To create a test case, write a RISC-V function (e.g, INPUT_FUNCTION.s) in an assembly file. Then, type in the following command in the terminal:

rars a dump .text Binary <INPUT_FUNCTION.bin> <INPUT_FUNCTION.s>

The binary file generated by this command can serve as a program argument in RARS for the solution file controlFlowGraph.s. Use the full file path, ensuring to specify the binary (.bin) file for input, not the assembly (.s) file.

Instruction Disassembly

One way to debug a solution to this lab, is to create the CFG of an input function and compare with the solution's output. The common.s file parses the data structures populated by the solution allowing you to inspect each block and view the instructions that it contains. Instructions are represented in hexadecimal format, so a disassembler can be helpful for verifying that the instructions are correctly placed within their respective blocks.

This lab has an additional folder in the Code folder called Disassembly. It contains files that perform instruction disassembly which is the process of translating hexadecimal instructions to their corresponding RISC-V instructions. This code is from an Open Source RISC-V Disassembler. Please contact a TA if you run into any issues using the code.

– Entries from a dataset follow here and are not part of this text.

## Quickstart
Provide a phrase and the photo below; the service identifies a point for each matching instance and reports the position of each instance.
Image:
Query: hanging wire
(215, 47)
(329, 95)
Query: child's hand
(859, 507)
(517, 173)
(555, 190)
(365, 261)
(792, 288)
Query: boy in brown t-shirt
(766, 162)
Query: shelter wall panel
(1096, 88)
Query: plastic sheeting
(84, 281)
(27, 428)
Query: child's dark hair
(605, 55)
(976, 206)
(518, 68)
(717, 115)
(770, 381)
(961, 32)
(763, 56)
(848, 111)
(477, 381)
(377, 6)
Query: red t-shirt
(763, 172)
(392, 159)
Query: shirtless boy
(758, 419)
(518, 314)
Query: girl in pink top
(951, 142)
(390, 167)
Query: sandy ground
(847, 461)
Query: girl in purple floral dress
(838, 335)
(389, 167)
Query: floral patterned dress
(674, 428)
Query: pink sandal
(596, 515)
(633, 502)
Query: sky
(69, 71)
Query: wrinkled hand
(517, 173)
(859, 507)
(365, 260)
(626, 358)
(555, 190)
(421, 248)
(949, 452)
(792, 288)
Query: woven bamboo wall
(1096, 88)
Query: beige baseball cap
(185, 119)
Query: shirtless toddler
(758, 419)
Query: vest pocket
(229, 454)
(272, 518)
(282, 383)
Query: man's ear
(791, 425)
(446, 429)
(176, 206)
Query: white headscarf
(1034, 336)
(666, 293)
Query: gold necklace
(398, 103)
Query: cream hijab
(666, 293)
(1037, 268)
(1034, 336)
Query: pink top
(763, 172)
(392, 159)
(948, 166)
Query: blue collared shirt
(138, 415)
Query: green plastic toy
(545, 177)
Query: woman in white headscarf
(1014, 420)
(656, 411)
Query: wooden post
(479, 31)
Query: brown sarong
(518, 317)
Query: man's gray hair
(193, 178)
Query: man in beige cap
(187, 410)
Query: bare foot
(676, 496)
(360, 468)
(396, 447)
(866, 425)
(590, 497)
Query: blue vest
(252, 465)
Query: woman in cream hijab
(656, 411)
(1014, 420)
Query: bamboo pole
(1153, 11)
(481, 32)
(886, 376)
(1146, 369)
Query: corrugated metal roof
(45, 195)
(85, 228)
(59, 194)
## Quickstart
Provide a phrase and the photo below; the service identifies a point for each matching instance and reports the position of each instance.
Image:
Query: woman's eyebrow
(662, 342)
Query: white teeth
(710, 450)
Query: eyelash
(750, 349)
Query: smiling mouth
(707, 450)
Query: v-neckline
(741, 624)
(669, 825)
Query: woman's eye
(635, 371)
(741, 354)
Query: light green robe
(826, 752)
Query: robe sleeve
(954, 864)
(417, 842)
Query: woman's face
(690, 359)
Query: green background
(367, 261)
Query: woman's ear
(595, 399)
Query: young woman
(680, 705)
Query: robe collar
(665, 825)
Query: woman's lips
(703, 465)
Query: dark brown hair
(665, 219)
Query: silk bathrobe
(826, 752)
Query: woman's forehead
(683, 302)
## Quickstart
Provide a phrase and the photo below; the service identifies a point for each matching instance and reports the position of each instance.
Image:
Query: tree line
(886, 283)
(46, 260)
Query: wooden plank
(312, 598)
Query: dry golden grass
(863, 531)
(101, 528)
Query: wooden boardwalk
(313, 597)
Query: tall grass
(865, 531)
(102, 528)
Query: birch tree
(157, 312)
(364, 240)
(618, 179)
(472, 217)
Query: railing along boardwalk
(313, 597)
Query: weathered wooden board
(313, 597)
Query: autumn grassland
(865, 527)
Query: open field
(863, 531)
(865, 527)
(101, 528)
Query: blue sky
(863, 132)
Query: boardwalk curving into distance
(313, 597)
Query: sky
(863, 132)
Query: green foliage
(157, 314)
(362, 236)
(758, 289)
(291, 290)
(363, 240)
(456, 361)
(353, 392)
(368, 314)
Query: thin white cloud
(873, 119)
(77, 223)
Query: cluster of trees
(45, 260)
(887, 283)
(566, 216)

To utilize this disassembler, follow these steps:

1. First, compile the file print-instructions.c using a C compiler. For example, from the terminal, execute the command: gcc print-instructions.c -o disassembler or clang print-instructions.c -o disassembler.
2. Create a file containing the hexadecimal instructions to disassemble by copying and pasting your RARS output into a text file.
3. Run the executable with the hexadecimal text file as a program argument. For example: ./disassembler RARS-instructions.txt.

See the README.md in the Disassembly folder for more information.

Resources

• Slides used for the introduction of the lab (.pptx) (.pdf)
• Marksheet used to mark the lab (.txt)

Marking Guide

Assignments too short to be adequately judged for code quality will be given a zero for that portion of the evaluation.

• 5% for getControlFlowGraph
• 15% for getLeaders
• 10% for getBlocks
• 25% for getEdges
• 10% for getSuccessors
• 15% for getPredecessors
• 20% for code cleanliness, readability, and comments

Submission

There is a single file to be submitted for this lab (controlFlowGraph.s ) and it should contain the code for your solution.

• Do not add a main label to this file.
• Do not modify the function names.
• Do not remove the CMPUT 229 Student Submission License at the top of the file containing your solution and remember include your name in the appropriate section of this text.
• Do not modify the line .include "common.s".
• Do not modify the common.s file.
• Keep the files in the Code folder of the git repository.
• Push your repository to GitHub before the deadline. Just committing will not upload your code. Check online to ensure your solution is submitted.